When we left Utah July 10, we were headed to Texas for a few shows and to see family. This already seems like it happened 2 years ago. We left Texas for Montana July 31st. Even though that was only a week and a day ago it seems like a month. I have no idea how time is passing so…slowly? It seems like so much happens each day that each day feels longer than it should, I think that’s it.
When we hit the road a week ago we made excellent time out of Texas. Wyatt was traveling like a total pro. The trailer was pulling like a dream, thanks to the new tires. We were flying into north Texas. We made it into Amarillo well before dark. We made it to Colorado the next day to my parents house and even had time to run into the next town to pick up medicine from the Wal-Mart pharmacy. After dinner and breakfast with the parents we were on our way north again. We weren’t taking extra time just in case we ran into trouble somewhere. The third night we were just on the other side of the Colorado and Wyoming border and we stayed at Terry’s Bison Ranch.
Terry’s Bison Ranch – This was a very interesting place on the southern outskirts of Cheyenne. This 27,500 acre ranch has been around for over 100 years and has played host to President Roosevelt, General “Blackjack” Pershing and much later part of Dances With Wolves was filmed here! There is of course much more history to the place, but I was pretty excited about those. You can take a train ride through a small part of the operation and hand feed bison from the train. Wyatt loved this. Who am I kidding, I loved this!! The bull we saw, Dave, is the son of Tinker, which was the bull in the movie Dances With Wolves. The Ranch has the second largest bison operation in the U.S – second only to, you guessed it, Ted Turner. While parts of the park were pretty run down, I would recommend it and go back for sure. The scenery and animals are worth the stop over.
The next day we traveled through the rolling grass lands of Wyoming to Kaycee, home of Chris LeDoux. Talk about a small town. We walked from one end to the other in a very short time. It was a great experience to get to see the Memorial Park for Chris. It was a very nice city park with a beautiful statue in the center. His boot prints even enter the park on the side walk. If you are ever passing through, we would highly recommend stopping by and even staying in the RV park along the Powder River.
Our next stop ended up being the Battle of Little Bighorn National Monument. We were lucky enough to spend an entire afternoon here until they closed. It was a moving experience. It was also interesting to explain to Wyatt what was going on. At the very first stop when we got out of the truck he was a bit rambunctious. So I explained to him that this was a battlefield where many men lost their lives and that the white and red markers were grave markers where people had died. (We do not sugar coat things in this house).

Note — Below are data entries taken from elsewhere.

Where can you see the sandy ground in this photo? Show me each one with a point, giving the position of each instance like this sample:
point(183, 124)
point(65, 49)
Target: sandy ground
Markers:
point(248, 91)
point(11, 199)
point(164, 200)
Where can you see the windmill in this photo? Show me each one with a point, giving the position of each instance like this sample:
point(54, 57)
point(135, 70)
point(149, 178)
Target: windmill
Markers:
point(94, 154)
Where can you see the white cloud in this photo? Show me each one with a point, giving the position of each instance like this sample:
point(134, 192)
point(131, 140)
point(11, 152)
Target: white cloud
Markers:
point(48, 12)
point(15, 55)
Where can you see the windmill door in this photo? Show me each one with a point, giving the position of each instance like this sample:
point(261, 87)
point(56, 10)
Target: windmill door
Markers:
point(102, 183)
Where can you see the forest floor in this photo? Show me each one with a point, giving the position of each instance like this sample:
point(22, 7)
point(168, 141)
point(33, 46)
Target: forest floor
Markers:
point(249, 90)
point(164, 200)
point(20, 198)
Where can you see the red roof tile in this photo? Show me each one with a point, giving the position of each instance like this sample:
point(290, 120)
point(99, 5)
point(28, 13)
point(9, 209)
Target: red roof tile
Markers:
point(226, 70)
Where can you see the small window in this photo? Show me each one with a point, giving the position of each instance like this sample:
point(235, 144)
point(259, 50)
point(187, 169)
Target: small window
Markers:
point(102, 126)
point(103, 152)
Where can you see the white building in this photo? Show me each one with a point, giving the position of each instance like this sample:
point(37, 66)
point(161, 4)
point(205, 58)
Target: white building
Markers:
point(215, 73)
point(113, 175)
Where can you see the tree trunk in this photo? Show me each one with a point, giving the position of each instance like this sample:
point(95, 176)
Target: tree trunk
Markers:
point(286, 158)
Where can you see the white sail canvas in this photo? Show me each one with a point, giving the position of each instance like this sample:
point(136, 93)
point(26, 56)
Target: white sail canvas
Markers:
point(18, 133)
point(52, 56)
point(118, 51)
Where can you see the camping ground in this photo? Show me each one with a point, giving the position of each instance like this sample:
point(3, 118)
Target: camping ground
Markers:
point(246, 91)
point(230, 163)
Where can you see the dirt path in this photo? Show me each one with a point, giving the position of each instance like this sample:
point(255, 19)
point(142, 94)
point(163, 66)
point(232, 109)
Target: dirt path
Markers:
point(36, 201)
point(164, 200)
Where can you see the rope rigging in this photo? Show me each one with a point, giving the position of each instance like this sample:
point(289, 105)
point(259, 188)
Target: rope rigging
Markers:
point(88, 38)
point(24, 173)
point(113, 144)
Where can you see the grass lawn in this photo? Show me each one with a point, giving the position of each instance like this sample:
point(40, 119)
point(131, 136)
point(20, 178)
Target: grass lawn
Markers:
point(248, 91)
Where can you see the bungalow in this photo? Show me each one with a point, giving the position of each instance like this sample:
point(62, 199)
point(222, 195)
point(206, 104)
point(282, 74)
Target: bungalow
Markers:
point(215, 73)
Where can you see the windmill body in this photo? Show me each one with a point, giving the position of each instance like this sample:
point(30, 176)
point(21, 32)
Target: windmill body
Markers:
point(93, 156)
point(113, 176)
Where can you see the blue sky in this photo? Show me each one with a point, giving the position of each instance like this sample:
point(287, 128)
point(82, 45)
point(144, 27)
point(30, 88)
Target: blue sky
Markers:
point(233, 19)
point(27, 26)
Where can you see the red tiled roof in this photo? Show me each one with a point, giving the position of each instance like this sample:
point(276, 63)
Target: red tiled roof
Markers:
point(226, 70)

He looked at me and said, “Oh no! People stabbed them in the stomach and cut off their ears and hands and arms and legs?” Rodney and I just stared at each other… where in the world did he get that from… So we just said, “I don’t know how they died buddy.” And you know what makes this story crazy? Not two minutes later we put on the audio tour and it said that some of the US soldiers had ears cut off and some were dismembered. Freaky. No really… someone explain that level of weird. One thing I couldn’t help but think about was how scared the US soldiers must have been- because surely they knew coming into this battle that is was not going to end well. Just one look at the landscape should tell you that the US was totally out of its element. It was truly a remarkable experience to stand there and look out over these beautiful hills and imagine the battle. The signage and audio tours were excellent companions to the experience. This should be a must see on everyone’s list.
The next night we made it to Bozeman. Through all of the driving it seemed we rarely saw anyone on the road. Nearly all of Wyoming and Montana that we drove through was pretty desolate. Bozeman, though, was a nice little town and very pretty. We made some great new friends, Jason and Jackie, who have two kids that Wyatt loved getting to play with. Rodney had a great show at Live From The Divide, which was a great venue! We left the next morning to head to Idaho and made it to nearly the border. As we left Bozeman, it became increasingly hazy from the fires in northern Montana. I’m sure if it weren’t so hazy the views would have been even more fantastic.
After our weird night in southern Montana (see facebook post for that story). We got an early start to head to Craters of the Moon National Park. And here we are, post hail storm in the middle of nowhere. I will tell you this, Idaho so far is very beautiful. Rodney’s favorite thing about Idaho, Montana and Wyoming is the lack of people. Each state has less people living in it than in the entire city of San Antonio. This definitely gives way to some thoughtful driving through beautiful landscapes, since you rarely see other people.